AssemblyAI claims the position of the most accurate solution in production environments — especially where every word, number, or name matters.
Verdict: Infrastructure meant to disappear into the background
AssemblyAI Voice Agent API is not for developers who want to play with individual layers of AI speech. It is for teams that want to build a product — and don't want to spend months fine-tuning turn detection or solving edge cases during interrupted calls.
The flat price of 4.50 USD per hour, accuracy on real data, and integration simplicity make Voice Agent API an interesting choice for startups and enterprise teams in English-speaking markets. For Czech developers, Czech remains a significant limitation that they should consider before deciding on deployment. But if you are planning an international product or English-speaking customer support, AssemblyAI deserves attention.
Do I need a special SDK or framework for Voice Agent API?
No. Voice Agent API uses plain WebSocket and standard JSON messages. You don't need to install any SDK or learn a proprietary event format. According to AssemblyAI, most developers set up a functioning agent within one afternoon. The API is even designed to work end-to-end with Claude Code — just paste the documentation into the terminal and have the integration generated.
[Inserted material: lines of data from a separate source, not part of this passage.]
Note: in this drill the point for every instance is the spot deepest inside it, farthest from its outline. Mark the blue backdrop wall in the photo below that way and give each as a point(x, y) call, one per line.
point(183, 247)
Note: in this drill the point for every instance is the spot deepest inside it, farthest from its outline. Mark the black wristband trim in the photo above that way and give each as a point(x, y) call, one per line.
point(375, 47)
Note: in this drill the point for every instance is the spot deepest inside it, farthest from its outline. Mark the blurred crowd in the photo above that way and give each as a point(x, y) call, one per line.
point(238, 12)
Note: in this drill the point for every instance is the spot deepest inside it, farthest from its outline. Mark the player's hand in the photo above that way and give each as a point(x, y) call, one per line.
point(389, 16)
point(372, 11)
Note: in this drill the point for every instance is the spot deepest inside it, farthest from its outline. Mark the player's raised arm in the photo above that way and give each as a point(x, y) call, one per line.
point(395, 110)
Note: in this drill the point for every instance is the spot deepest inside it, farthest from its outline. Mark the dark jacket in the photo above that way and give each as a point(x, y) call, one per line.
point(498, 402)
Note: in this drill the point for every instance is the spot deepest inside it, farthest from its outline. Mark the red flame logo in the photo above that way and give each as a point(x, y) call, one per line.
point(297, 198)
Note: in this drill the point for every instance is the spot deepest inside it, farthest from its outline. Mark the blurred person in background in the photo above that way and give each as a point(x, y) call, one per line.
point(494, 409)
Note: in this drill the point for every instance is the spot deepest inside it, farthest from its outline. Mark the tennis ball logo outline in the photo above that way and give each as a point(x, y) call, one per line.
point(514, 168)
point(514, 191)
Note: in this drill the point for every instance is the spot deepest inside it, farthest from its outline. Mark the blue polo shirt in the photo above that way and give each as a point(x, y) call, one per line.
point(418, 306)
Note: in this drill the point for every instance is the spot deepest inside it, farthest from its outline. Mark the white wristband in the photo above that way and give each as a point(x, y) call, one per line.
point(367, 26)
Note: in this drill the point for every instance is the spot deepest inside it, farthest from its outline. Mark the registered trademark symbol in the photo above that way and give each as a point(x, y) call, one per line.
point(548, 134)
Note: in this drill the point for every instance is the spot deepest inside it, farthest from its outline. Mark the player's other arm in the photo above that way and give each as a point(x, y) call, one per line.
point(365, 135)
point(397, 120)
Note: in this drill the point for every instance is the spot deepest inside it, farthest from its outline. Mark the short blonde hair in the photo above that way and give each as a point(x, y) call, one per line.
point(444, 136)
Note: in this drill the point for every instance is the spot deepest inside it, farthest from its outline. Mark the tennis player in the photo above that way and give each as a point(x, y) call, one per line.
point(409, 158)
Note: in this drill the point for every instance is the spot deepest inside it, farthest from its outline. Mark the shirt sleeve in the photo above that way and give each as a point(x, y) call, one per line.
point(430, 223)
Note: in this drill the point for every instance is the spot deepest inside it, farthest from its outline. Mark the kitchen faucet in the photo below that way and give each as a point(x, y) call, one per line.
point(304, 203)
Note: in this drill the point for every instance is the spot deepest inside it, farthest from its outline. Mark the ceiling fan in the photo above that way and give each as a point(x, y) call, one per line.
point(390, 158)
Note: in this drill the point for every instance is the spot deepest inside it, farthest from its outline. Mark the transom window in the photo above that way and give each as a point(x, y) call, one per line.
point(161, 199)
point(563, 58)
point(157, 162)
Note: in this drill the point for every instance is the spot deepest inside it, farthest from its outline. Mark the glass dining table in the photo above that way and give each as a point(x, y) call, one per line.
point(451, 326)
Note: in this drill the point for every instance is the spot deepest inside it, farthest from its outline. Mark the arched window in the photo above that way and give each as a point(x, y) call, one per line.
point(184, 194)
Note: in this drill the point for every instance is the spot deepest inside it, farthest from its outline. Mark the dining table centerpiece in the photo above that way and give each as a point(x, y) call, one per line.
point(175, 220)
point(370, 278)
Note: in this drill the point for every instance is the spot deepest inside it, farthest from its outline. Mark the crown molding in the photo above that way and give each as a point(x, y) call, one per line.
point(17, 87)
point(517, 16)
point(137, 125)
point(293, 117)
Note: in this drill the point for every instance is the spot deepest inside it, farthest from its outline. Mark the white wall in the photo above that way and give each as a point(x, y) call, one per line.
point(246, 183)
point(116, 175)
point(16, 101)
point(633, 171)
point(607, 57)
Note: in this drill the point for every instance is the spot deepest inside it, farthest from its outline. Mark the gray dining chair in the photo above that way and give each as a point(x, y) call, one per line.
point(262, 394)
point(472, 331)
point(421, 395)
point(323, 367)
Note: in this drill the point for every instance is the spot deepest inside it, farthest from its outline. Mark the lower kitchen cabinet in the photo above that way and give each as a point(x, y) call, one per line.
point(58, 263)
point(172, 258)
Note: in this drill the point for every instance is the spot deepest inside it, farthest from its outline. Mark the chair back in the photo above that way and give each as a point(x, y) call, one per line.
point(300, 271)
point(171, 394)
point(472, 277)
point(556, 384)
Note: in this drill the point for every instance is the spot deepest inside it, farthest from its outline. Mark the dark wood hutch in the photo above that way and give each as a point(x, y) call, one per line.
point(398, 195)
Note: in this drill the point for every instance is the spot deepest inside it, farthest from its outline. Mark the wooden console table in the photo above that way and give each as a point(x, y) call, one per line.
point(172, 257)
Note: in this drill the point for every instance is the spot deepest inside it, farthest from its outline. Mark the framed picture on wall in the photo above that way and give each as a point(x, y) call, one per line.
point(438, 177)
How does session recovery work when the connection drops?
If the WebSocket drops, you have 30 seconds to reconnect. After re-establishing the connection, the agent continues exactly where the conversation left off — including all context, history, and settings. This is critical for production deployment, where network outages are not exceptions, and significantly reduces user frustration during interrupted calls.
Can I use Voice Agent API with my own LLM or TTS model?
Voice Agent API is a closed end-to-end pipeline built on AssemblyAI's own models — STT, LLM, and TTS are integrated under one price. If you need to use a specific external model (for example, Claude 4 or a custom TTS), AssemblyAI recommends using their Streaming Speech-to-Text API along with orchestrators like LiveKit or Pipecat. The article "When to use Voice Agent API vs. Universal-3 Pro Streaming" on the AssemblyAI blog will help with the decision.